Sccm 2007 has a brand new feature called branch distribution points. The best-known fact about this feature is that it functions as a distribution point that is supported on any of the operating systems that can run an SCCM 2007 client. In other words it is supported to run a branch office distribution point on Windows 2000 Professional SP4 as well as on Windows XP Professional SP1. This little fact has ment that the feature was quite immediately compared to another 3rd party product that has been providing us with “branch dp’s” since sms 2.0, 1E’s SMS Nomad Branch. And as others have already pointed out, SMS Nomad Branch still has somethings available that branch office dp’s don’t offer. Most importantly the 1E solution for specifying a “branch dp” is dynamic, you as an sms administrator don’t have to designate a branch dp, as it is automagically selected by an election process. Which means you don’t have to leave one machine up and running 24×7 in every branch.

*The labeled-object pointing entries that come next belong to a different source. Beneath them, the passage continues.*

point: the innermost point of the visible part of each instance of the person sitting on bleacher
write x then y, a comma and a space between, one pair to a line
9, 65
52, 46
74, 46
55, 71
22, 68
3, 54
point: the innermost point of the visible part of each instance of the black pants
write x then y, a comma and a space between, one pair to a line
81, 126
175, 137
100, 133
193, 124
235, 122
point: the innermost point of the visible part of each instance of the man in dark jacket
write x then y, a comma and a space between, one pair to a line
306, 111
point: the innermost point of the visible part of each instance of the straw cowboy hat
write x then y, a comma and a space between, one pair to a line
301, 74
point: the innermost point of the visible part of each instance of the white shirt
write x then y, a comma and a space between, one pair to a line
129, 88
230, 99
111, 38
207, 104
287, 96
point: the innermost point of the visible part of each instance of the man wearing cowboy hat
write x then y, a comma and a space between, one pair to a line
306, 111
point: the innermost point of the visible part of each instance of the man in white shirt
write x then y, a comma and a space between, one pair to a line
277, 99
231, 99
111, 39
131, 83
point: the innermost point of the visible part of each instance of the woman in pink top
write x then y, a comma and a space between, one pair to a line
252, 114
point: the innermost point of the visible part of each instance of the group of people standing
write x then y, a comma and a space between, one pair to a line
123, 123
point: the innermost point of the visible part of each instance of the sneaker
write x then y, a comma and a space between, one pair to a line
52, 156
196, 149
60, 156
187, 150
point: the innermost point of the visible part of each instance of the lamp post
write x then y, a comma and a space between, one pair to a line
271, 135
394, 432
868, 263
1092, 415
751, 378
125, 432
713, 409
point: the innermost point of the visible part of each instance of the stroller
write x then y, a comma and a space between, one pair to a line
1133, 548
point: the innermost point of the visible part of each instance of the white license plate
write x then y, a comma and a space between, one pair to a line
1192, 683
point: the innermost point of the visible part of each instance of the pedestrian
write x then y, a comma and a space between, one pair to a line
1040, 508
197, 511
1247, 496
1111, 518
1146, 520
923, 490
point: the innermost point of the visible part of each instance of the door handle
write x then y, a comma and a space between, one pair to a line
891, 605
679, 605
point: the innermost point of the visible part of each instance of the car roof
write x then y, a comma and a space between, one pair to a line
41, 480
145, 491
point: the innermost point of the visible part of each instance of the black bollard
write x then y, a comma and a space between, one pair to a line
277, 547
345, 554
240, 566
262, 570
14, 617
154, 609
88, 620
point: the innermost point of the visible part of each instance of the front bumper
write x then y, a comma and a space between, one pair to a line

 A rather less stressed fact about SCCM 2007 branch dp’s though is that the type of network traffic from a standard dp (as this is where branch dp’s get their packages from) to a branch dp is no longer the good old file sharing SMB traffic. SCCM 2007 branch dp’s use http BITS to communicate with branch dp’s. This little gem, according to my personal beliefs, might mean that branch dp’s in SCCM 2007 could be incredibly useful.


 In SMS 2003 my advise for “branch dp’s” used to be, don’t use them, sms 2003 only supported distribution points on a server os, by consequence my advice used to be to install a secondary site instead. Sms 2003 distribution points received their packages from the site server in an unscheduled, unthrottled, uncompressed format. Now that all this has been taken care of, an SCCM 2007 branch dp might actually make sense. They even make perfect sense if you keep my traffic remark in paragraph 2 into mind. One of the downsides/problems I have with secondary sites in SMS2003 is the fact that they rely on SMB traffic, which makes for annoying discussions with the security/firewall team about opening up the file sharing ports. These ports are used for quite a bit more, and because of some historically annoying exploits, most firewall admins are fairly reluctant to open these up.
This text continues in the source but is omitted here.